It is the late 1970’s, the “disco” era, but I have moved to a small town in eastern Oregon that is full in the grips of the late 1960’s and early 1970’s. I’m single, and husband hunting. I’ve already been discarded by several, and have discarded several. This relationship stuff sucks big time. Most of my friends are married, but I have a few single ones who fall into two classes: strict Christian/no dating and crazy/drink a lot of alcohol. I’m somewhere in the middle: church on Sunday, but the bars on “Ladies’ Night” (Thursdays). Still, the prospects are sometimes dicey and I have to think up lies to slip out of a tryst or I go home alone, wondering how I am ever going to find love?
(Answer: wait for it. Those who strive for it are forever doomed to be disappointed. But I was in my 20s, and you couldn’t tell me that. It had to happen. NOW.)
There are a lot of songs that resonate in my soul. I love music. I can’t sing and I am pretty sad at playing any instrument (my band teacher once told me I was better than I thought I was, but I think he was just being nice). Heck, my 5-year old daughter told me, “Mom! Please! You’re off-key. Don’t sing.”
Still, I surround myself with music. LPs and 45s were my first introduction into the world of music, along with the folk music lessons of public school. I saved my pennies and bought records once I passed the model horse phase. I joined Columbia Records and then left them so I could sign up again, just to get the 13 free albums or whatever they were offering. I immersed myself in the folk culture of the 1960’s, the hard rock of the early 1970’s, and there was always – always! – the contemporary country music of the time: Buck Owens, Tammy Lynnette, George Jones, Loretta Lynn, Lynn Anderson, Charlie Pride, and (my mother’s favorite) The Statler Brothers.
In 1978, there were possibly three dance bars in the small Oregon town I moved to: Scotty’s, “The Snake Pit” ( a bar that was underneath the Shanghai Restaurant), and the Shang (the Shanghai Restaurant after restaurant hours). I avoided the latter. If I was drunk enough, and in the company of Carol (who was crazy), I’d go to the Snake Pit (not the real name of the bar, but the name I remember it by forty years later).

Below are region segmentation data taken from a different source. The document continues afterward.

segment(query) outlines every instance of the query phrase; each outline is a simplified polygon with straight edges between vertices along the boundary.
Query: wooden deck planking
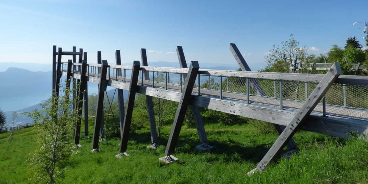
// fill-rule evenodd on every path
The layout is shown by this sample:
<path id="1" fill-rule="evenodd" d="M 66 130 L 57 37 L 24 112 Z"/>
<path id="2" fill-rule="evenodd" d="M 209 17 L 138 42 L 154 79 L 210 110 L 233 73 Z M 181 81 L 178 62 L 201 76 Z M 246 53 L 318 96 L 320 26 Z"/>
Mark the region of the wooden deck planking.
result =
<path id="1" fill-rule="evenodd" d="M 92 73 L 89 74 L 90 76 L 92 76 Z M 97 77 L 97 74 L 94 74 L 93 75 Z M 109 78 L 108 76 L 107 77 L 107 78 Z M 116 79 L 115 77 L 112 76 L 110 78 L 113 81 Z M 130 79 L 129 78 L 125 78 L 124 79 L 123 77 L 120 77 L 117 78 L 117 80 L 121 81 L 125 80 L 125 82 L 128 83 L 129 83 L 130 81 Z M 140 78 L 138 80 L 138 85 L 141 85 L 141 79 Z M 153 83 L 152 81 L 144 80 L 143 84 L 144 86 L 152 87 Z M 155 87 L 165 89 L 166 85 L 164 83 L 158 82 L 155 81 Z M 180 91 L 180 86 L 176 85 L 168 84 L 167 88 L 168 91 L 179 91 L 179 92 Z M 198 88 L 193 88 L 192 93 L 198 94 Z M 220 91 L 217 90 L 208 89 L 201 88 L 200 89 L 200 95 L 219 98 Z M 245 94 L 229 92 L 223 91 L 222 96 L 223 99 L 225 100 L 227 98 L 244 101 L 247 100 L 247 95 Z M 279 99 L 275 99 L 272 97 L 263 97 L 251 95 L 249 96 L 249 100 L 250 104 L 254 103 L 273 107 L 278 107 L 280 106 Z M 297 111 L 302 106 L 303 103 L 302 102 L 284 99 L 283 101 L 283 109 L 294 112 Z M 328 105 L 326 107 L 326 112 L 328 116 L 345 117 L 347 118 L 356 119 L 363 121 L 368 121 L 368 111 L 364 110 Z M 312 112 L 311 114 L 321 115 L 322 113 L 322 104 L 319 103 Z"/>

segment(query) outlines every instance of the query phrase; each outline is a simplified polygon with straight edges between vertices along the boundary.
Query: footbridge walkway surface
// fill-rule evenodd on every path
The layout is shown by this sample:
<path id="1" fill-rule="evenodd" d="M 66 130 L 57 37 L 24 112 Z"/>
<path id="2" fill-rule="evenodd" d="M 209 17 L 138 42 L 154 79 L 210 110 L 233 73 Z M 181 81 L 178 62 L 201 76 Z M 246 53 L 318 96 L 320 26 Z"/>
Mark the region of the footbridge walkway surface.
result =
<path id="1" fill-rule="evenodd" d="M 231 44 L 230 50 L 241 68 L 248 71 L 201 69 L 200 64 L 197 61 L 192 61 L 187 68 L 182 48 L 178 46 L 177 52 L 182 68 L 147 66 L 144 49 L 141 50 L 142 65 L 135 61 L 129 66 L 120 64 L 119 50 L 116 54 L 116 64 L 102 60 L 100 52 L 98 52 L 98 63 L 90 64 L 87 62 L 86 53 L 83 53 L 82 49 L 79 52 L 75 52 L 75 49 L 73 52 L 63 52 L 59 48 L 57 52 L 54 46 L 53 81 L 55 82 L 53 90 L 59 90 L 57 86 L 61 76 L 64 75 L 67 79 L 77 80 L 81 86 L 79 95 L 82 98 L 86 96 L 82 93 L 87 89 L 87 81 L 99 84 L 99 101 L 103 101 L 103 93 L 107 86 L 129 91 L 125 112 L 124 100 L 120 99 L 122 92 L 118 96 L 121 143 L 121 153 L 117 157 L 120 158 L 128 155 L 125 151 L 136 92 L 146 96 L 149 107 L 153 105 L 150 102 L 152 97 L 179 102 L 166 156 L 160 158 L 166 163 L 177 159 L 173 155 L 182 119 L 189 104 L 194 107 L 198 135 L 205 147 L 212 146 L 205 145 L 205 131 L 200 114 L 195 108 L 208 108 L 280 125 L 278 130 L 280 137 L 250 174 L 255 170 L 263 170 L 284 146 L 295 148 L 296 145 L 292 145 L 295 143 L 292 137 L 298 129 L 344 138 L 348 138 L 353 132 L 367 134 L 368 77 L 341 75 L 339 63 L 332 64 L 325 75 L 249 71 L 244 58 L 239 56 L 240 53 L 236 46 Z M 73 60 L 62 61 L 61 56 L 64 55 L 72 56 Z M 78 62 L 76 56 L 79 57 Z M 85 97 L 85 103 L 86 100 Z M 103 113 L 98 109 L 101 107 L 97 108 L 92 146 L 95 151 L 99 150 L 98 140 L 101 135 L 99 131 L 103 117 Z M 154 147 L 157 139 L 154 116 L 152 120 L 154 115 L 153 110 L 149 110 L 153 108 L 148 109 L 153 144 L 152 146 Z M 77 132 L 78 128 L 80 129 L 80 122 L 79 125 L 78 123 L 76 132 L 79 139 L 80 130 Z M 79 140 L 75 143 L 78 144 Z"/>

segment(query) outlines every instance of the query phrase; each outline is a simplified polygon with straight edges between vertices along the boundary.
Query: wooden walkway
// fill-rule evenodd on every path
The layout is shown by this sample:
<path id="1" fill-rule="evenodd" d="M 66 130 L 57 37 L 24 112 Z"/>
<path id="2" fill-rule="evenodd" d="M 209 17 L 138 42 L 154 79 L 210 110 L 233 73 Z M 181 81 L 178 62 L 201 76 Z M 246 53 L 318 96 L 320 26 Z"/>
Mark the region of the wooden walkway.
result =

On the Snake Pit – I once danced several rounds with this elderly cowboy who absolutely rocked the “country swing”. He made bad dance partner look good. He was probably 70 and I was 22. He was looking for nothing more than a girl to dance with.
There was no dancing at Scotty’s, so the rest had to be done at The Shang. They hired a local cover band. The music was generic: anything from “Tupelo Honey” to “My Sharona” – if it had a beat and you could dance to it, they played it.
I realize I should be writing about my first dance with my future husband or the song that I felt (at age 23) should define our marriage (Tupelo Honey, by the way), but that isn’t the song that I have chosen to write about tonight (there are so many!). It isn’t even about the man I picked up on a Thursday night on the dance floor of The Shang: this is about a man who was never more than a casual friend, and a song that reminds me of him when I hear it play. Not a romantic interest, just someone I really liked as a friend.
His name was Alan. And, inevitably, we’d both be single at closing time, with no prospects for the night. So we’d choose each other and we’d close the bar to “Good Night, Irene”, and we’d go our separate ways. It was never about romance with Alan, it was just about that one song and that one closing dance.
I was introduced to the song when I was around the tender age of 12, flat-chested, and camping with the “Sage Stompers” – a square dancing group my folks belonged to. I remember the where: the Ranger Station at Hinckey Summit. My dad (a USFS District Ranger) opened the gates, and everyone camped down among the aspens. We kids were sent to bed with the crickets, but our elders drank and sang into the very late hours. I couldn’t sleep and listened while the adults grew louder, and my father got bolder.
He sang all the bawdy choruses of “Roll Me Over In The Clover” (to my mother’s protests that “some child might over hear”). Then he turned to the family friend, Irene, and sang (out of tune, of course) “Good Night, Irene.”
When I danced the last dance with Alan, and we slow danced to that well known number, it was never Alan that I was thinking about, but my father. And after the song was over, Alan & I exchanged hugs and went our ways. It was always platonic with him.
Now, when I hear “Good Night Irene”, it is not my father I think of, but Alan. I wonder where he is, did he marry, is he happy, did he have kids? He was a good friend. I hope he found the happiness I found.
(No one sings Roll Me Over in the Clover. That’s just embarrassing.)
Us old Idaho boys heard many of those old bar room songs when we were growing up. Off key seems like it came from Pa.